So much on target Sven, your wisdom here is from someone who has lived in the pain & struggle of the marriage relationship, and has chosen to grow from it instead of run from it. Thank you so much for relaying this message and giving hope.
This is revolutionary. This is a 180 degree OPPOSITE approach to traditional men’s work. I can say that because I tried the opposite 180 degree approach for a long time and it failed me, and my dear wife, miserably. To tell a woman, “Honey, some things need to have an expiration date on them. I’m simply not going to revisit these issues anymore. Some skeletons need to stay in the closet, for good.” I’ve said that and can tell you it only created more deep rooted problems for our relationship.
I tried this approach Sven is describing here just yesterday after having done some initial work on myself to get more personal clarity and address some underlying fear, insecurity, anxiety and shame.
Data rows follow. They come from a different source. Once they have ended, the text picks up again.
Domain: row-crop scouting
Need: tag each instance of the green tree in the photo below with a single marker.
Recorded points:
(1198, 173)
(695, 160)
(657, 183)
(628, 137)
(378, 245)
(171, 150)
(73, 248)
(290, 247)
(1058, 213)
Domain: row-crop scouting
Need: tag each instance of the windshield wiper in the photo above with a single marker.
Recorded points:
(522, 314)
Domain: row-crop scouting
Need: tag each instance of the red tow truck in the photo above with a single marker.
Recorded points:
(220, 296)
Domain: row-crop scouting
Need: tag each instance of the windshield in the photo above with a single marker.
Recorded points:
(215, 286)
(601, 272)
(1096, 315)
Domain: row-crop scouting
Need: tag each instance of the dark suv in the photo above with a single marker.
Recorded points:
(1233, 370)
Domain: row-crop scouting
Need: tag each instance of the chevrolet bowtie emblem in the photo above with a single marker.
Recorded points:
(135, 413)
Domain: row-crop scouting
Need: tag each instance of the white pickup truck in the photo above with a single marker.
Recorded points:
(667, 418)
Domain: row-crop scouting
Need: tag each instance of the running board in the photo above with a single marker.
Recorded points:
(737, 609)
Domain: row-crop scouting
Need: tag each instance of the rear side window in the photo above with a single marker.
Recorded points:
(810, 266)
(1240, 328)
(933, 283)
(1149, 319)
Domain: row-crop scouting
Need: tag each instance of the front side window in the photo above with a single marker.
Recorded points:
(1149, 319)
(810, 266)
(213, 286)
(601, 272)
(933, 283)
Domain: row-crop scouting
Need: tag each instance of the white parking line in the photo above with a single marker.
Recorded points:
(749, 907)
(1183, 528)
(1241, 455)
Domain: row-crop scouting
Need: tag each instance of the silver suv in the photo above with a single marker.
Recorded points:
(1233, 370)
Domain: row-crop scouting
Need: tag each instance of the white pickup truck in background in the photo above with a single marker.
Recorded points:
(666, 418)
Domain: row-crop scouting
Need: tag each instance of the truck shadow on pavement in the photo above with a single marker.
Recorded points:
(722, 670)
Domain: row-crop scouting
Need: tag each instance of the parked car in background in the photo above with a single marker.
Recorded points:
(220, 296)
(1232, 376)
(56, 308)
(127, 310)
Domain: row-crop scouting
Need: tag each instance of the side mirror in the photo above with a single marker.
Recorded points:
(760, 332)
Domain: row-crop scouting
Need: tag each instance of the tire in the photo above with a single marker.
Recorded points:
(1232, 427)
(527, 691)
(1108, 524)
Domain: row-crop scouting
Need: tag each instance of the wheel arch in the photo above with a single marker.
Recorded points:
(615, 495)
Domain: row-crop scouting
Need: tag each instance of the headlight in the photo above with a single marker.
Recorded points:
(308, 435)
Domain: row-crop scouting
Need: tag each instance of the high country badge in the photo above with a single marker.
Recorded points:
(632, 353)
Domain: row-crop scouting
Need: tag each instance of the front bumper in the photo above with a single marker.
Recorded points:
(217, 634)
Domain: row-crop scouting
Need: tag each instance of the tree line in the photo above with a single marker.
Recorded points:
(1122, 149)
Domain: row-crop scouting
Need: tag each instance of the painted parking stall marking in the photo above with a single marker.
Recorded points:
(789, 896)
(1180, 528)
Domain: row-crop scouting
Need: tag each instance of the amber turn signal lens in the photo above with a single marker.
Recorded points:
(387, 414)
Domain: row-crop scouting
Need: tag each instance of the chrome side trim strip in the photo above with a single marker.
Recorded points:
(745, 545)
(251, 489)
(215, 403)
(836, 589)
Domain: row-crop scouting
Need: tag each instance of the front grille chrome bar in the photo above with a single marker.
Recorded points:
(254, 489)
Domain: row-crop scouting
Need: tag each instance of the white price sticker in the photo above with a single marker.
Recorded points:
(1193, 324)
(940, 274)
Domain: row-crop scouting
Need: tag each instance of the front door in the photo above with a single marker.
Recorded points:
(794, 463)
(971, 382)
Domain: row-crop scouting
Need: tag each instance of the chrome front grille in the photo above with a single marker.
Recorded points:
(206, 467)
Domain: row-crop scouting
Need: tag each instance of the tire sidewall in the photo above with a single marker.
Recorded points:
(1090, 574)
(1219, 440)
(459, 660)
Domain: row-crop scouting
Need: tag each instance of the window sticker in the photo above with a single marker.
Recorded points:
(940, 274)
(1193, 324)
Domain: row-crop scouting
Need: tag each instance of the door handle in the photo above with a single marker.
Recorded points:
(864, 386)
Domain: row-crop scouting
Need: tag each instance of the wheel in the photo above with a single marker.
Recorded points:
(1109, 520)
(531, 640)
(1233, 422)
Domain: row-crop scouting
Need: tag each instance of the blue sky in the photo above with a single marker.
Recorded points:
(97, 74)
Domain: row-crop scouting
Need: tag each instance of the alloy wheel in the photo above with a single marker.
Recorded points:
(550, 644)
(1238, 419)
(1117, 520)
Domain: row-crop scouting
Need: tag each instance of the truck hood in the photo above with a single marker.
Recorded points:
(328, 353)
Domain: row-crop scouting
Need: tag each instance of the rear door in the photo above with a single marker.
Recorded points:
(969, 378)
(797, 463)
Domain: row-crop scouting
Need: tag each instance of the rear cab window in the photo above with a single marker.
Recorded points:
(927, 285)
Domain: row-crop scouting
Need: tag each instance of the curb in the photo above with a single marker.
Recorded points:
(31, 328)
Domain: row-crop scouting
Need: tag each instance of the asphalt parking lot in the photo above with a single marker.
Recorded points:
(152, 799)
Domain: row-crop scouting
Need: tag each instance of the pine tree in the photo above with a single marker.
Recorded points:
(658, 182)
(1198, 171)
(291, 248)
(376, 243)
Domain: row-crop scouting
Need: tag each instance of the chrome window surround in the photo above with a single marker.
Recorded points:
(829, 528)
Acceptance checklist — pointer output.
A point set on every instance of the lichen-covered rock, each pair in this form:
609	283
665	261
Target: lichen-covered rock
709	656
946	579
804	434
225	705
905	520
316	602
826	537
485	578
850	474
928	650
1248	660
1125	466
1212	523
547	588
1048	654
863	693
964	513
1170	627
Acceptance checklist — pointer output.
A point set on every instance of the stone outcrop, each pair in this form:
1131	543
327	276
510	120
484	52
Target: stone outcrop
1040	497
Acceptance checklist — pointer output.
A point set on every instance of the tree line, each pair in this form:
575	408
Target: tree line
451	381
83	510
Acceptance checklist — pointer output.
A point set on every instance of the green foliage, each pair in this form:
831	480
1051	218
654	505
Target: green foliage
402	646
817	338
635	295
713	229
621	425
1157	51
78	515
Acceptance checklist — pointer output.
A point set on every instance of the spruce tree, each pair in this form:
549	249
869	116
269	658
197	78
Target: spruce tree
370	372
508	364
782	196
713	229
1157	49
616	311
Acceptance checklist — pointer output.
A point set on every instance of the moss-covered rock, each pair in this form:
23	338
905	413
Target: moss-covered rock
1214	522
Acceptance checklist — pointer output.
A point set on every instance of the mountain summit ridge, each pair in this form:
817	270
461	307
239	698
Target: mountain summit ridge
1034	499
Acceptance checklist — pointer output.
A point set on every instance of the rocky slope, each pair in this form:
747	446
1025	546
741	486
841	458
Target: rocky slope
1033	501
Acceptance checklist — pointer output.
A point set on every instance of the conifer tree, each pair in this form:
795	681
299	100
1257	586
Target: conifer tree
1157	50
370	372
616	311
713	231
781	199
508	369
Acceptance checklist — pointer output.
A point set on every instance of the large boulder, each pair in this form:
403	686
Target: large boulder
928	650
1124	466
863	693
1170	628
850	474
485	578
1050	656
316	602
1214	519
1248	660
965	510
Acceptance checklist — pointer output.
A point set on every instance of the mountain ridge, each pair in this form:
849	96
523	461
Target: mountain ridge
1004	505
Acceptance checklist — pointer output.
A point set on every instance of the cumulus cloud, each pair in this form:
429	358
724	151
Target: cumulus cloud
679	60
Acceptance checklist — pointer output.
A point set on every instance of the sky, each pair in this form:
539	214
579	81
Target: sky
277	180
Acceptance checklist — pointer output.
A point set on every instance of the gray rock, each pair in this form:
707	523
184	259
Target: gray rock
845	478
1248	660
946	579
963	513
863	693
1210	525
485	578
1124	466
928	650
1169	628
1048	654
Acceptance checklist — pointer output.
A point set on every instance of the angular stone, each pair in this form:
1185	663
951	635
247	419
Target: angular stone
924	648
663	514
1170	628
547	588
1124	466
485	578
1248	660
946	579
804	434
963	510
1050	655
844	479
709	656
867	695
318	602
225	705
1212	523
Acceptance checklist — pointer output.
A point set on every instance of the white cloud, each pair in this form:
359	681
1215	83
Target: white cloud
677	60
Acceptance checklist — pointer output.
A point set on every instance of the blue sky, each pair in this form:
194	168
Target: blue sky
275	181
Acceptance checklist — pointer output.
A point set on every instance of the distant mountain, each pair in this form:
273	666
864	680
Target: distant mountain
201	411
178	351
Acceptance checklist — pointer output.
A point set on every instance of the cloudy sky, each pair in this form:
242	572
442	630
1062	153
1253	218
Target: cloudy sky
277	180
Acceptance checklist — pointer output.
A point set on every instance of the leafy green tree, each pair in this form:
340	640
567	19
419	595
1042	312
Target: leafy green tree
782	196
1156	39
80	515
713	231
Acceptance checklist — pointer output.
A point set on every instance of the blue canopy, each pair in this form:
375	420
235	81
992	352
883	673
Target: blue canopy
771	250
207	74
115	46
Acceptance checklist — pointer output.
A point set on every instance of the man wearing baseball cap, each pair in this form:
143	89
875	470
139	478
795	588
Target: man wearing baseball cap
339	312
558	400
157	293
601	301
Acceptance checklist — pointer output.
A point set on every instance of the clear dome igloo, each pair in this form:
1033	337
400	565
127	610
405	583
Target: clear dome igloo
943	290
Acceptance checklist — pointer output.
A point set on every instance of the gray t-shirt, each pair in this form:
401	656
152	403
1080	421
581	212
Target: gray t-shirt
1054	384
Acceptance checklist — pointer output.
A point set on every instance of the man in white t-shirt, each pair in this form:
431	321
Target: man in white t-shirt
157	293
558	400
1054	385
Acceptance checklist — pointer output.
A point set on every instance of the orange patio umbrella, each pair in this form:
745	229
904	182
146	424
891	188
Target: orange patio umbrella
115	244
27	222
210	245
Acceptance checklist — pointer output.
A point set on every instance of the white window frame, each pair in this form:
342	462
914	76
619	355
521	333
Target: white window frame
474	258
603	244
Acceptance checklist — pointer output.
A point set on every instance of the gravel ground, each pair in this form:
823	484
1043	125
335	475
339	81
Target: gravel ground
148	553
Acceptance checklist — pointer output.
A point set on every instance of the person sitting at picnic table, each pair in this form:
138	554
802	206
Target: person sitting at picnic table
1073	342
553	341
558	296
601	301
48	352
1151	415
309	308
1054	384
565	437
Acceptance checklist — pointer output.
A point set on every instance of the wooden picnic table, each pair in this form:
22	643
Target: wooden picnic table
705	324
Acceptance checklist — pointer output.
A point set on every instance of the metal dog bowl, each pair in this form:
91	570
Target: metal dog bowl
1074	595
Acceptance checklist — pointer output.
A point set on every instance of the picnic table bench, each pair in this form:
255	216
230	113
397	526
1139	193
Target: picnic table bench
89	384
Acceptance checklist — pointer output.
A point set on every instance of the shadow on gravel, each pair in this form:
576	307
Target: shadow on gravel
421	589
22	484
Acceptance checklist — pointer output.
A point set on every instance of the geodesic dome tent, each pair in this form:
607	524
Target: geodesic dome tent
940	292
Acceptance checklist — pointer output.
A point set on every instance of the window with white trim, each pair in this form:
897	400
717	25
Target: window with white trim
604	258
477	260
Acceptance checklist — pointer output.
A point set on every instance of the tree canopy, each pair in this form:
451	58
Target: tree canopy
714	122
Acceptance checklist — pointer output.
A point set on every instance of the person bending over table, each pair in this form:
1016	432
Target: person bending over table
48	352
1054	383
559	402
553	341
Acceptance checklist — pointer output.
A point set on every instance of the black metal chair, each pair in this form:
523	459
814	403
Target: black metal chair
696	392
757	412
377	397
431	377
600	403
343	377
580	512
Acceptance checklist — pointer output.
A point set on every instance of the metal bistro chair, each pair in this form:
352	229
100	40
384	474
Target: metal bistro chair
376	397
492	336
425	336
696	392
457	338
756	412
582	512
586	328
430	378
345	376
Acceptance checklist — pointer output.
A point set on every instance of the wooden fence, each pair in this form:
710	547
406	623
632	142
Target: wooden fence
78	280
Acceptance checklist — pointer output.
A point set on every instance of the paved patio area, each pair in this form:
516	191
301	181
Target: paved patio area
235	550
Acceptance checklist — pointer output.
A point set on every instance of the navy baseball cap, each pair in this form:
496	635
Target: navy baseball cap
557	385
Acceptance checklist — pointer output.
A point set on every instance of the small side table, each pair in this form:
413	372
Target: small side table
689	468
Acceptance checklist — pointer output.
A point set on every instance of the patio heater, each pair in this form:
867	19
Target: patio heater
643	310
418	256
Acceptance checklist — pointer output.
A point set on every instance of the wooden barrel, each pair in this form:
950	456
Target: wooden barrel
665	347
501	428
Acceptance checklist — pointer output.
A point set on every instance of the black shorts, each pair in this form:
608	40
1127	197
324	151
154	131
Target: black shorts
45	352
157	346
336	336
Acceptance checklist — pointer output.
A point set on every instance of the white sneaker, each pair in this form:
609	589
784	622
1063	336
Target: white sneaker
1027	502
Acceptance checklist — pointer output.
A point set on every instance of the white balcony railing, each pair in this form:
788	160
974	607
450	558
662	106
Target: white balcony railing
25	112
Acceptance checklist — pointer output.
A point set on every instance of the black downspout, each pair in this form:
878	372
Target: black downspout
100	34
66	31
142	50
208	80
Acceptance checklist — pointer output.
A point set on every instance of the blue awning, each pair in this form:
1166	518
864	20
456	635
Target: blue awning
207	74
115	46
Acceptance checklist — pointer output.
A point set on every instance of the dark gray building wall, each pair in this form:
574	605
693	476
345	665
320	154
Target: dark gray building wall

The two hour “let’s open some doors…” conversation with my wife was VERY different than ones in the past. I didn’t run from her in that moment. I stayed in it and am starting to understand what “getting curious” with her really means.
This really just opened my eyes about some of the things I do a.d how my mind works I see now what my wife is looking for she wants the whole house clean not just the present room we are living in it took it being wrote out like this for me to understand thank you for the advice I think this may help me alot
Wow you hit the nail on the head. My wife and I are going through some things. I want so bad to get us loving each other again that I’m only seeing what I want. She says I hurt and disrespected her over the years and she’s right. It was never physical abuse just being dumb and taking her for granted. Please help me because I do love her so much and would die for her. She says let’s sell the house and move on. Only to see little things that she may to give us a chance. (I want to reconcile faster than her and I see my self blowing it) I need to be quiet and be still. Signed scared . She stays at her moms house every weekend now and I’m frustrated
You can’t go back and change the past though.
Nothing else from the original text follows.